Muitas vezes, uma pessoa vai estudar um livro, um autor, um quadro e vai olhar aquilo para fazer uma denúncia, parece que a pessoa está pautada para fazer uma denúncia. Eu olho para você para dizer uma coisa que já está na minha cabeça, não faço uma descoberta. Com a própria Hilda Hilst, no momento em que vai escrever um livro sobre as memórias de uma menina de oito anos que se prostitui, é muito fácil você dizer pedofilia. A palavra está pronta. Só que se você disser, você destrói o livro, porque o livro é de uma liberdade. Foi o que viveu o Nabokov, nos anos 50, quando escreveu Lolita. É tomar cuidado com esta moralização. E claro, o erotismo tem sempre alguma coisa de perigosa também.

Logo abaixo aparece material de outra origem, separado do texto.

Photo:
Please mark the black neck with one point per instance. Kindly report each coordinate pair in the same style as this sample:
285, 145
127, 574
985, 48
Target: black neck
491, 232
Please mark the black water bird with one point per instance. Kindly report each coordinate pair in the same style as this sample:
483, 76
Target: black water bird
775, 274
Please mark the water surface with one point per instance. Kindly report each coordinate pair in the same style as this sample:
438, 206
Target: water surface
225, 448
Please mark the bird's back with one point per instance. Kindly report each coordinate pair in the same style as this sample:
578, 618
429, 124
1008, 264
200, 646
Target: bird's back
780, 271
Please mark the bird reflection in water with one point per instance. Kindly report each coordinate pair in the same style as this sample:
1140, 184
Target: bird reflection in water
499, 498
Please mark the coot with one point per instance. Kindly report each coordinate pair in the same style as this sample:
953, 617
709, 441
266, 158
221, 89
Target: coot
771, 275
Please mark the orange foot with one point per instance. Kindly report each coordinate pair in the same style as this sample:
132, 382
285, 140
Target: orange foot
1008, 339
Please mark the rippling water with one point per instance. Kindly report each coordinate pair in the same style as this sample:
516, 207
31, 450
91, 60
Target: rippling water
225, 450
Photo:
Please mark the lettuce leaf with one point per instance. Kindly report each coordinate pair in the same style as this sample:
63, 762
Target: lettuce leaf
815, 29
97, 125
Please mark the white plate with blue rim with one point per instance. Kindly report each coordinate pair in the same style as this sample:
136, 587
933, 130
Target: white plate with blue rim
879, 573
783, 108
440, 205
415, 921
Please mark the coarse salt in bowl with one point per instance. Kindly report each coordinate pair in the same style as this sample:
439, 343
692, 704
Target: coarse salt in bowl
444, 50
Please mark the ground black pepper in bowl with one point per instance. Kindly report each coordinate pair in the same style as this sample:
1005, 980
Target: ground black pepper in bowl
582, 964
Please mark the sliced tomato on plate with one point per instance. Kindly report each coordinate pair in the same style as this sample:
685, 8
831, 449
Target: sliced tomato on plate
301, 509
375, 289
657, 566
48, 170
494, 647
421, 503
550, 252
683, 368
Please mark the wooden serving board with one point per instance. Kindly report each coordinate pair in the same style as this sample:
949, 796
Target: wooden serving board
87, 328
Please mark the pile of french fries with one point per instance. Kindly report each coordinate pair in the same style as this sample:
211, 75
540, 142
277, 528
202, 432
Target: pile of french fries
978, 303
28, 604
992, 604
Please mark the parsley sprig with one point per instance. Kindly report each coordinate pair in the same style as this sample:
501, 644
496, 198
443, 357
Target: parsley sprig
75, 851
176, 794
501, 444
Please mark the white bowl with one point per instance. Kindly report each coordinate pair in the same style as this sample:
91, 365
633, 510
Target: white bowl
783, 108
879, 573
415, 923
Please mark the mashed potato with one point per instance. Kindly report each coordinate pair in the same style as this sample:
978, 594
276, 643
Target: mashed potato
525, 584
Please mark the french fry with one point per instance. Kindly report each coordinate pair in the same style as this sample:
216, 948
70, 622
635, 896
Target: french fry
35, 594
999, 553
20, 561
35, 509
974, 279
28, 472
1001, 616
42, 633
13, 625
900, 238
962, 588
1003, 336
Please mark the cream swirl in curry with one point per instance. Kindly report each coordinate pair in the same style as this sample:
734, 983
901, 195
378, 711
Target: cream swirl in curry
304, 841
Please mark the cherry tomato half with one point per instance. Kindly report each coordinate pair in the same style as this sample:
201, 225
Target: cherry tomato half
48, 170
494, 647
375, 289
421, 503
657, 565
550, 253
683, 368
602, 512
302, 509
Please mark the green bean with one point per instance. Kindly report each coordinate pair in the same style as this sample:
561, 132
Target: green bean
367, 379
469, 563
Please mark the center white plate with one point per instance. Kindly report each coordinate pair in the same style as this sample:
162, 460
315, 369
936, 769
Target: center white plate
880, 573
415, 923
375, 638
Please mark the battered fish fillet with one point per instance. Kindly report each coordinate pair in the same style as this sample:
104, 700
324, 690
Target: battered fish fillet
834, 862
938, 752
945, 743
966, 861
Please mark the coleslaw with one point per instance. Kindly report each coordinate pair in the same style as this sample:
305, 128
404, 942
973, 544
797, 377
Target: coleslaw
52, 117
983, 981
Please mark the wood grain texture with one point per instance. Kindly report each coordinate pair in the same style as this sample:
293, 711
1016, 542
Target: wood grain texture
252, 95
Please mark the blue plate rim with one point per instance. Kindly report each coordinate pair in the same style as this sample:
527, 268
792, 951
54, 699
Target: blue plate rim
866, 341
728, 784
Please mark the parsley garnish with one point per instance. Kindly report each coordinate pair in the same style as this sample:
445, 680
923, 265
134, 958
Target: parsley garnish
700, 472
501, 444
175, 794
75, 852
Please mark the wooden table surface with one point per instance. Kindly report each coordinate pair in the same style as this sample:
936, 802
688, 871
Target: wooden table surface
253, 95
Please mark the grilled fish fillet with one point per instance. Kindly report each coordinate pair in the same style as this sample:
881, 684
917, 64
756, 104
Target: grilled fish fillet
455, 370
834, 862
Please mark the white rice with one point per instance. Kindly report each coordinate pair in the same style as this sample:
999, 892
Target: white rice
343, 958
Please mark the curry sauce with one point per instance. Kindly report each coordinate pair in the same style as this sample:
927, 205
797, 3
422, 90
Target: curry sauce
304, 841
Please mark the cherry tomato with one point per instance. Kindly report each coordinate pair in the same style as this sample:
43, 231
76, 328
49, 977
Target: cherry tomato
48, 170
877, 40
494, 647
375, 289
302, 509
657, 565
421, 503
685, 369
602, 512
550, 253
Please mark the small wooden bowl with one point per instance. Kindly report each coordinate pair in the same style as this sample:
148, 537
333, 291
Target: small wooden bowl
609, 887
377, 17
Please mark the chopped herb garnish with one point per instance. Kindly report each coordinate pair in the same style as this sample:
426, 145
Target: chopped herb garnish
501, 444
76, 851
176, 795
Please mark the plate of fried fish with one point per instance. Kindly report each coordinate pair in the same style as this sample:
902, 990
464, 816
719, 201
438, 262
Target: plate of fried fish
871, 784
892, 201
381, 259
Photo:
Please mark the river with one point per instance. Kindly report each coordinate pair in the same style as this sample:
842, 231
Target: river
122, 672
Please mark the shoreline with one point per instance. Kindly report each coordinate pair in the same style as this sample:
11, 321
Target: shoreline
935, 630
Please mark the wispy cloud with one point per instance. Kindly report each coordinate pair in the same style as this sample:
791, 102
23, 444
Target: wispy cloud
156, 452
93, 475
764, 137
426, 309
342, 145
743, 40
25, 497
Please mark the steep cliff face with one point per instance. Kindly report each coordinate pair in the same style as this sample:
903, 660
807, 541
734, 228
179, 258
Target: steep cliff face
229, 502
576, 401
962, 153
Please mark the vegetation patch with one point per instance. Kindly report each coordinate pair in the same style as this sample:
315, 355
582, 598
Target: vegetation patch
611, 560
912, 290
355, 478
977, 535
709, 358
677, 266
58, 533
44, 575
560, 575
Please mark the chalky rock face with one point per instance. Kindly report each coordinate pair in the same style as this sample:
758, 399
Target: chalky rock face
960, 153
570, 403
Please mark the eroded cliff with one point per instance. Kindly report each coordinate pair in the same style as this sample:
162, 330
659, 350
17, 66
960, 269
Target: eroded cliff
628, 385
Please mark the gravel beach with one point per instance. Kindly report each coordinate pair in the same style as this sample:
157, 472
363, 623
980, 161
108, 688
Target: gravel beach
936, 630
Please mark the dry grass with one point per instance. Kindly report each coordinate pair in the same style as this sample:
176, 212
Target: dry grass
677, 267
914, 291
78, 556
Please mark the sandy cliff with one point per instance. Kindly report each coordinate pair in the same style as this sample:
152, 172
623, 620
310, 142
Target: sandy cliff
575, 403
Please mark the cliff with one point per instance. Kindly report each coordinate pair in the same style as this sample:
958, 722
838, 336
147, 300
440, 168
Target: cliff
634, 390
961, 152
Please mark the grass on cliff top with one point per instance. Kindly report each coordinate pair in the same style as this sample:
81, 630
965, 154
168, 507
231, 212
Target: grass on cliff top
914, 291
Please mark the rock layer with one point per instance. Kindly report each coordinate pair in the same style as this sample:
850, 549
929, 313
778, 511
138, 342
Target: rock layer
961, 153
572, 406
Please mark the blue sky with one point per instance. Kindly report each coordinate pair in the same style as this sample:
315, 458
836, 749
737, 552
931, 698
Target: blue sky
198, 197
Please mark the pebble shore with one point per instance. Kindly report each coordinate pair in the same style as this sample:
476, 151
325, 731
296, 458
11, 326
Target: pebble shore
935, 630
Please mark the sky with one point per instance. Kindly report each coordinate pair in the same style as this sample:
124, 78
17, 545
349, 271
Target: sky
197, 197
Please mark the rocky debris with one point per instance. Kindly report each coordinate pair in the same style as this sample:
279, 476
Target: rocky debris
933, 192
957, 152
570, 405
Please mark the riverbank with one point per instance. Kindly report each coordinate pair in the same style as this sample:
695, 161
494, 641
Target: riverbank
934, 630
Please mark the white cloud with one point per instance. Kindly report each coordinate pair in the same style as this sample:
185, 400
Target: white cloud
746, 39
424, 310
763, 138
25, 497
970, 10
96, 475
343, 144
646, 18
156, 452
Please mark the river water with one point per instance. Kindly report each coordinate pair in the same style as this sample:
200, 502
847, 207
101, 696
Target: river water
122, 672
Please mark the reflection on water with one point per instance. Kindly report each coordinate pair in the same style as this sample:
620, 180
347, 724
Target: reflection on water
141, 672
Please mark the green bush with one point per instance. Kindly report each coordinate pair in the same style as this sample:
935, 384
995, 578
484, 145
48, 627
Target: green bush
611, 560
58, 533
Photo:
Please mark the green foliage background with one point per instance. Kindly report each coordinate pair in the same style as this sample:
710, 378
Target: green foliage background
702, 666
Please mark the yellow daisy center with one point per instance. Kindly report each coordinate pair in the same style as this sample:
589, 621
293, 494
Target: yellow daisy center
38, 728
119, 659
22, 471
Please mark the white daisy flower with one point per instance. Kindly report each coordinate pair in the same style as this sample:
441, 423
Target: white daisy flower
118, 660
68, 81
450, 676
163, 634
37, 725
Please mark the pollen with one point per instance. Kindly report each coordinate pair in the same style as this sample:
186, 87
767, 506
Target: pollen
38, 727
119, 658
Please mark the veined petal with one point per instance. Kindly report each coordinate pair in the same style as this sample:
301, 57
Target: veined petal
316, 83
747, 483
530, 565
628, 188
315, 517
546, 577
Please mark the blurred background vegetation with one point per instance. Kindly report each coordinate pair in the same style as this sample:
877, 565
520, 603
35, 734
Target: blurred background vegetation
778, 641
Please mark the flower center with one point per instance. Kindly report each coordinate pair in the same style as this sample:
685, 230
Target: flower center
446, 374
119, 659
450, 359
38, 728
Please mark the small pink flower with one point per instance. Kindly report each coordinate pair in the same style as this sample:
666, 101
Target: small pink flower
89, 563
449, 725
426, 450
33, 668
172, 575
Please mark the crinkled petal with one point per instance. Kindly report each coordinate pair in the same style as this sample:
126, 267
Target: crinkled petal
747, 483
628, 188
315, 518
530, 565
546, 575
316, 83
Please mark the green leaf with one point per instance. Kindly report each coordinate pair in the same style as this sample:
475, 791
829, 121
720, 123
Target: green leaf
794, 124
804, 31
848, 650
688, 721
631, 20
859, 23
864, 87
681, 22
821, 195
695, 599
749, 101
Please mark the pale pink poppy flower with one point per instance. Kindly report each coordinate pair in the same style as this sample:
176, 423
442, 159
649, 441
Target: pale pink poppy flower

O erotismo não é uma coisa boazinha. É como tudo aquilo que diz respeito à nossa origem, por isso é que é objeto da poesia mais elevada e de rebaixamento, de grande banalização e do culto tântrico. Há algo no erotismo que é perigoso, que é dinamite. Para mexer com dinamite é preciso ter muito cuidado e, por incrível que pareça, delicadeza.
Um dos cuidados será sempre pôr a arte acima da moralização?
Sim, porque a moralização é uma capa. Moraliza-se, encobre-se. E aí o que a gente perde é se conhecer.
Qual o seu poema favorito na antologia?
Há dois que eu adoro e os dois são escritos por homens, falando como se fossem mulheres, acho magníficos. Um é de um ficcionista brasileiro excecional, o Dalton Trevisan, que já tem mais de 90 anos e que em algum momentinho da sua vida escreveu também poemas. Chama-se “Cantares de Sulamita”, é um poema extremamente obsceno. Ela está chamando um homem para transar. E ela diz: “Eu faço qualquer coisa, eu quero que você me chame de putinha de rua”. Fui estudar esse poema, ele me chamava, e verifiquei que o Dalton Trevisan segue rigorosamente a sequência do Cântico dos Cânticos [livro da Bíblia].
O outro poema que eu adoro se chama “Cantiga de Amiga”, que já tem uma dicção lusitana. É um soneto em que também uma mulher, mas num tom mais elevado, convida um homem a transar com ela. O poeta chama-se Fernando Paixão e por acaso sou casada com ele, é a minha sorte. E eu adoro. Acho que, na verdade, esses dois poemas reúnem tudo isso que a gente está falando. Acho o máximo que estes homens assumam essa persona feminina e consigam estar no lugar do outro, porque o erotismo para mim é isso, é você sempre estar num lugar que não é só o seu lugar empírico. E a fantasia é isso também.
E é fluidez de género também?
Exato. Não é isso que o erotismo é? Não é o que a prática erótica nos ensina? As possibilidades mil que os corpos têm e que nos tiram da norma.